Yes, he was alive, but not by much…and Christine had not yet returned. He cursed each breath that passed his paper-thin lips, both for sustaining his life and delaying his death. Oh, you've thought yourself very clever before, Erik, but you were never anything but a fool! No better than that Persian fellow, no more able to take a hint… Oh, why, why did you make her promise? What promise did she ever make to you and keep?

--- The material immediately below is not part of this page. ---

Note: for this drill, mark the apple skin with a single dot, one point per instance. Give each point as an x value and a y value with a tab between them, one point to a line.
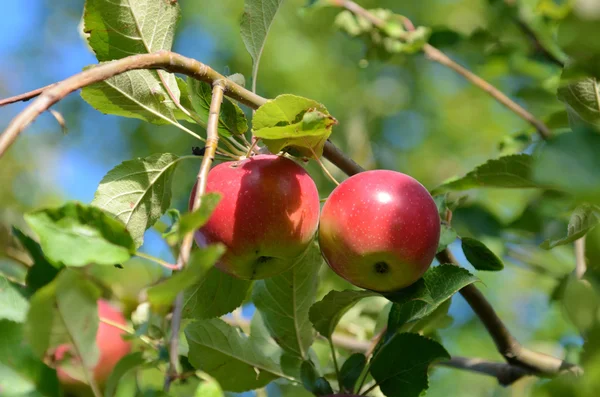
110	344
267	218
379	230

His thoughts trailed off, his eyes fluttering closed as the cold seeped deeper into his already-chilled frame. The sound of approaching footsteps just reached his ears as sleep threatened to take him. Christine

Holding a lantern ahead of him, the Persian ventured into the cellars with confident steps. He was sure of the way, having explored it many times when he had first tried to discover Erik's home all those months ago. The daroga was thankful for his many failures, though, for now he could expertly navigate the complicated layout of the Opera's underbelly.

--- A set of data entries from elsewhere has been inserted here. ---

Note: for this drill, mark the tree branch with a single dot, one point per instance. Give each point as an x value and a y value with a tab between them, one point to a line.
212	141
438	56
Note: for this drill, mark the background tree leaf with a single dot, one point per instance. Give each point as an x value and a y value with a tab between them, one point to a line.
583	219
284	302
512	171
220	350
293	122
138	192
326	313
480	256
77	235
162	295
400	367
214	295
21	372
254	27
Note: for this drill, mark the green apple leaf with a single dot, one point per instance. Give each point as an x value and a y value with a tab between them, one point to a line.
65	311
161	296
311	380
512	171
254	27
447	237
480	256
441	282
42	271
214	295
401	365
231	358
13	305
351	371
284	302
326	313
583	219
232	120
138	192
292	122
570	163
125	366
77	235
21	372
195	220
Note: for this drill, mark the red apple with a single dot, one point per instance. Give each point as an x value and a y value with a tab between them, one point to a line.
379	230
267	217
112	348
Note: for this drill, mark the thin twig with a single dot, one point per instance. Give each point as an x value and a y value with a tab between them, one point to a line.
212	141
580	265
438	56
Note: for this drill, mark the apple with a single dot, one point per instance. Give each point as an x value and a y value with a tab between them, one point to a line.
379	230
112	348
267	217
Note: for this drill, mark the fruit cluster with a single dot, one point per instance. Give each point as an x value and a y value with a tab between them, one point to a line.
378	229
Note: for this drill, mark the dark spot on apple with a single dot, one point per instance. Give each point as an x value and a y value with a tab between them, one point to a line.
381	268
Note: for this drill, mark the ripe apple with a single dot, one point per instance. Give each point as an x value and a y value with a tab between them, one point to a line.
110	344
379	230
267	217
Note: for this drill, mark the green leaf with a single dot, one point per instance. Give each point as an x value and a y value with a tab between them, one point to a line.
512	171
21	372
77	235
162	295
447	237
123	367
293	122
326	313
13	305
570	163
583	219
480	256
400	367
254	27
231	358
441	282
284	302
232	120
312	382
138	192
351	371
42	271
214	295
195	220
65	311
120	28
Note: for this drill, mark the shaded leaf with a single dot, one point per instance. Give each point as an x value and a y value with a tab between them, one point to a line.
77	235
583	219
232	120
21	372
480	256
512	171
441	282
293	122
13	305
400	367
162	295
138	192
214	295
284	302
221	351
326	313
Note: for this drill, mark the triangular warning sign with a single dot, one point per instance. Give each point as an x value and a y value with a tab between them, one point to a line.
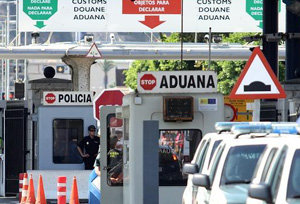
257	80
94	52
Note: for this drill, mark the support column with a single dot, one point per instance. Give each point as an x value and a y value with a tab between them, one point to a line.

Reaching into his pocket, the Persian toyed with the ring that lay at the bottom of it. He did not know why it mattered to him—Erik was dead and would not know if his final wishes had been carried out or not. The poor devil had seemed truly to believe that Mlle Daaé would return and the Persian took comfort in the thought, once again telling himself that his trip was a waste of time.

Erik cursed himself for thinking ill of the girl…his good, honest Christine. She had come…she had come! He willed his eyes to open but they would not; tears struggled to fall but his entire frame was dry and brittle. There was the rustle of fabric as she settled next to him, the warm pressure of her hand on his forehead. He moaned softly under that gentle touch and tried to speak, but his voice had shriveled with his body. She made a quiet shushing noise, taking his hand in hers. Such a good, sweet girl… Erik felt her slide the gold ring onto his fourth finger, followed by a drop of rain, then another…Oh, my dear, it's raining cats and dogs outside!...No, not rain…a tear, one of her sweet tears! falling on his hand as they had fallen on his forehead that night. With a final bit of strength Erik sighed a blessing on her name and did not draw another breath, content to die now that her promise had been fulfilled.

The Persian continued to weep as he covered Erik's body with earth. Darius would no doubt stare at his dirtied clothes when he returned but the daroga had no intentions of ever speaking of this night, the night he buried his friend. A new wave of pity came over him as he continued his task, his trembling hands clutching the shovel more tightly than necessary. He had not needed to make the entire journey to the lake after all, for he had found what he was looking for along the way. He had expected Erik to use underground palace he had built himself as his tomb, but coming upon the small well he understood why the dying man had chosen this as his final resting place—in her personal papers Christine had written how Erik had held her in this spot, cradling her head on his knee. The Persian mourned the unfairness of it all, of wasted genius and promises unkept. Erik had longed for a living bride, but had to settle for being a dead groom, the wedding band not slipped onto his finger until the all the life had slipped out.